Sorry, it was my thinko - I somehow confused David's CROSS JOIN example with
this one. If one side of the join clause is unique and the other becomes
unique due to aggregation (and if parallel processing is not engaged) then
neither combinefn nor multiplyfn should be necessary before the finalfn.

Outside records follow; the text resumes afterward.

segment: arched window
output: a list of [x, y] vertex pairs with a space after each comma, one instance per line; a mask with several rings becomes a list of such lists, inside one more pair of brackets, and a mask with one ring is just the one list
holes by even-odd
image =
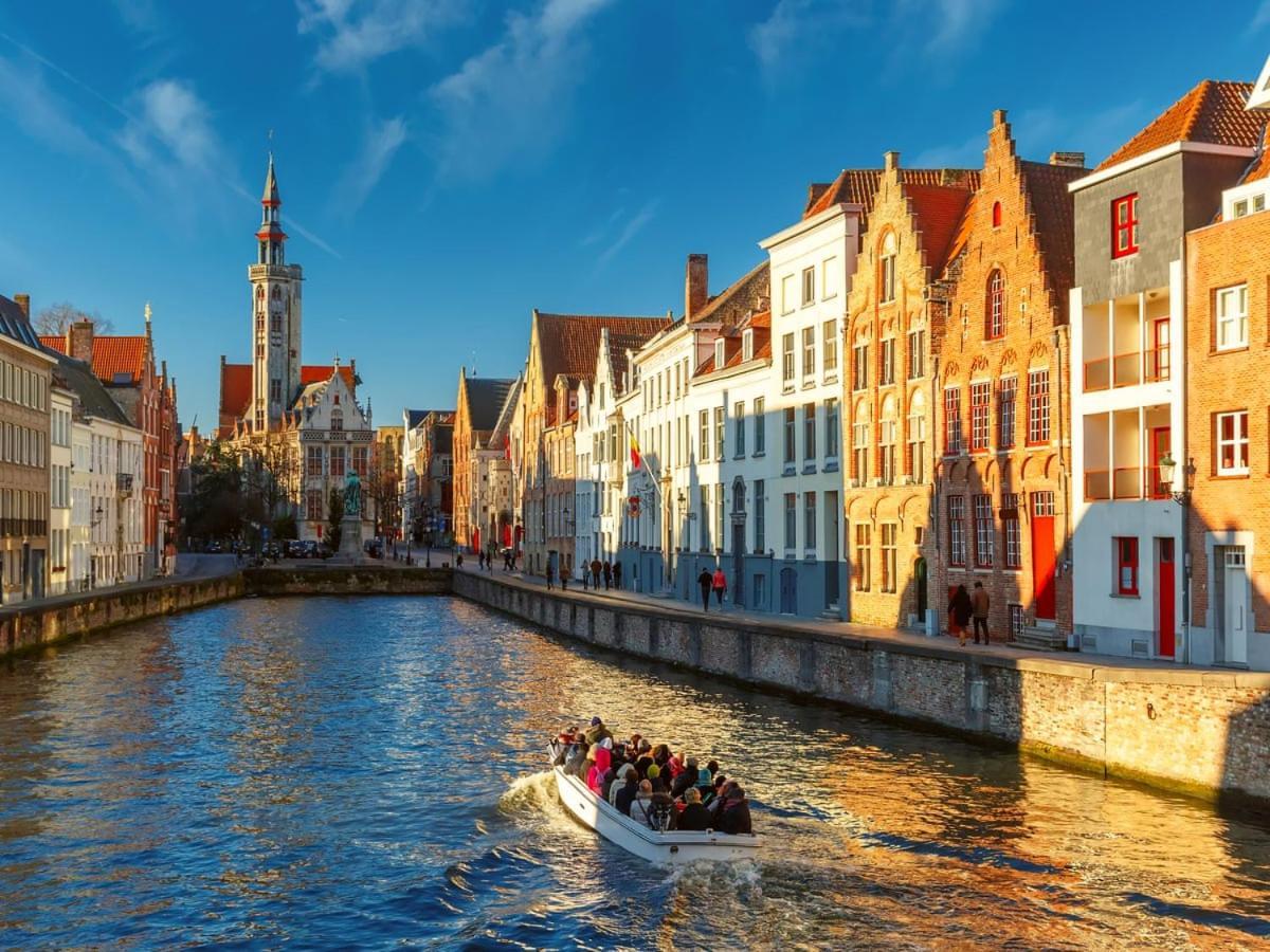
[[878, 286], [880, 302], [895, 300], [895, 232], [888, 231], [881, 240], [881, 255], [879, 264]]
[[881, 401], [881, 420], [878, 433], [878, 470], [884, 486], [895, 482], [895, 397], [890, 393]]
[[919, 390], [908, 404], [908, 475], [926, 481], [926, 396]]
[[983, 336], [994, 340], [1006, 333], [1006, 278], [999, 268], [988, 275], [988, 294], [983, 306]]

> > However I think the ability to join 2 grouped (originally non-unique)
> > relations is still important. Consider a query involving "sales" as well as
> > another table which also has many-to-one relationship to "products".
> >
>
> Well, can you give a practical example? What you describe seems like a
> combination of two fact tables + a dimension, something like this:
>
> CREATE TABLE products (
> id SERIAL PRIMARY KEY,
> name TEXT,
> category_id INT,
> producer_id INT
> );
>
> CREATE TABLE sales (
> product_id REFERENCES products (id),
> nitems INT,
> price NUMERIC
> );
>
> CREATE TABLE reviews (
> product_id REFERENCES products (id),
> stars INT
> );
>
> But how exactly do you join that together? Because
>
> SELECT * FROM products p JOIN sales s ON (p.id = s.product_id)
> JOIN reviews r ON (p.id = r.product_id)
>
> is clearly wrong - it's essentially M:N join between the two fact tables,
> increasing the number of rows.

Without elaborating details I imagined join condition between the 2 fact
tables which references their non-unique columns, but that does not make sense
here. Sorry.

> It'd helpful to have an example of a practical query optimized by the
> patch. I'm not claiming it does not exist, but I've been unable to come up
> with something reasonable at the moment.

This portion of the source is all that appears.